The Islamic State, also known as ISIS, is threatening to disrupt the parliamentary vote and undermine Iraq’s fragile democracy.
“Anyone who participates in the vote will be considered an infidel, a disbeliever deserving of death,” ISIS spokesman Abul-Hassan Al-Muhajer told an extremist website.
ISIS released a video last week showing the point-blank execution of two get-out-the-vote campaigners in Al-Tarmiya, a town 35 miles north of Baghdad. The group also threatened to attack polling stations.
The warning by Al-Muhajer likely falls on deaf ears, even among ISIS’ Sunni supporters, said Hisham Al-Hashimi, an Iraqi scholar on Islamist groups.
“The real problem that afflicts ISIS is their loss of their base,” said Al-Hashimi. “Their beliefs and methodologies have less and less traction in a community that has enjoyed a gradual return of normal daily life and is now focused on working seriously for Iraq’s reconstruction and stability.”
Ahead of the election, Iraqi authorities have detained dozens of terror suspects, restricted vehicle traffic and deployed thousands of police and army troops to guard polling stations.
“The Baghdad Operations Command is stopping the movement of trucks typically used in mass explosions and motorcycles used for targeted killings as part of a comprehensive plan to stop terrorism,” said Iraqi Maj. Gen. Jalil al-Rubaie.
Saturday’s national election will be the fourth since the 2003 U.S.-led invasion that toppled Saddam Hussein. Nearly 7,000 candidates are vying for 329 parliament seats. No single alliance appears likely to win a majority, so a coalition would need to be worked out to form a new government.
Leading the most powerful alliances are Prime Minister Haider al-Abadi, former prime minister Nuri al-Maliki and Hadi al-Amiri, a former minister of transport who also led paramilitary fighters against ISIS.
Al-Abadi is seeking re-election, and his Victory Alliance is building on last year’s victory against ISIS. He took office in September 2014, nearly four months after the Iraqi army collapsed as ISIS took over nearly a third of the country.

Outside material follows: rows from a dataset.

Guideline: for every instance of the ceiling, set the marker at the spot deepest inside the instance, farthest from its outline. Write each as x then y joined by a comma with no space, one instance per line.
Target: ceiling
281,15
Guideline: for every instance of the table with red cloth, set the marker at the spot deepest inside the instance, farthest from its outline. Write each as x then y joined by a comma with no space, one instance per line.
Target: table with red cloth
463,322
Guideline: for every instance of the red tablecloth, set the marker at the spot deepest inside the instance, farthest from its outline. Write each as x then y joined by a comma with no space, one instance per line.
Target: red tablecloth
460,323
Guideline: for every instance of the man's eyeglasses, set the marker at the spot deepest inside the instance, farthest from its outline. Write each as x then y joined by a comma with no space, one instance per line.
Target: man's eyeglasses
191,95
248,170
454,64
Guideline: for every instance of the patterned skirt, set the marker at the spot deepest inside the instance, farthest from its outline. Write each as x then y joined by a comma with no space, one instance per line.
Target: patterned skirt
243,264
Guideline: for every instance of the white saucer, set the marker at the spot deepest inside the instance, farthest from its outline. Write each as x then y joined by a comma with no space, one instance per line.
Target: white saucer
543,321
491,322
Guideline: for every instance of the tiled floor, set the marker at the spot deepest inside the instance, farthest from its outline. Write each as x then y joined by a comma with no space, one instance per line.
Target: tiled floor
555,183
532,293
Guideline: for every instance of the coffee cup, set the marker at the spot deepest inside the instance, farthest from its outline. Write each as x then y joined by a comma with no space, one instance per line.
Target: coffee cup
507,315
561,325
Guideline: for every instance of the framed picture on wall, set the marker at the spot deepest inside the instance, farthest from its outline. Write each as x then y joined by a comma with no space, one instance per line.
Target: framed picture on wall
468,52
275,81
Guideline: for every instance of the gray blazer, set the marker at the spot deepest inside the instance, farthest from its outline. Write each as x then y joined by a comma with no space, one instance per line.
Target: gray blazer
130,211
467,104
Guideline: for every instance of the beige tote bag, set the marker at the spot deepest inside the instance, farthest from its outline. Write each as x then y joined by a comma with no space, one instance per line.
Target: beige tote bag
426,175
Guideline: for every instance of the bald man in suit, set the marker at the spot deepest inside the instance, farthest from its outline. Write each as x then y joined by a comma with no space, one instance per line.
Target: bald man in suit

After three years of fighting, he is credited with defeating ISIS and restoring the nation’s military.
Al-Maliki, who was prime minister for eight years, remains a powerful figure despite having stepped aside in disgrace when the Iraqi military crumbled in the face of ISIS.
Al-Amiri, a commander of Shiite militias that helped roll back ISIS and have ties to Iran, is viewed as a viable alternative to al-Abadi, the current prime minister.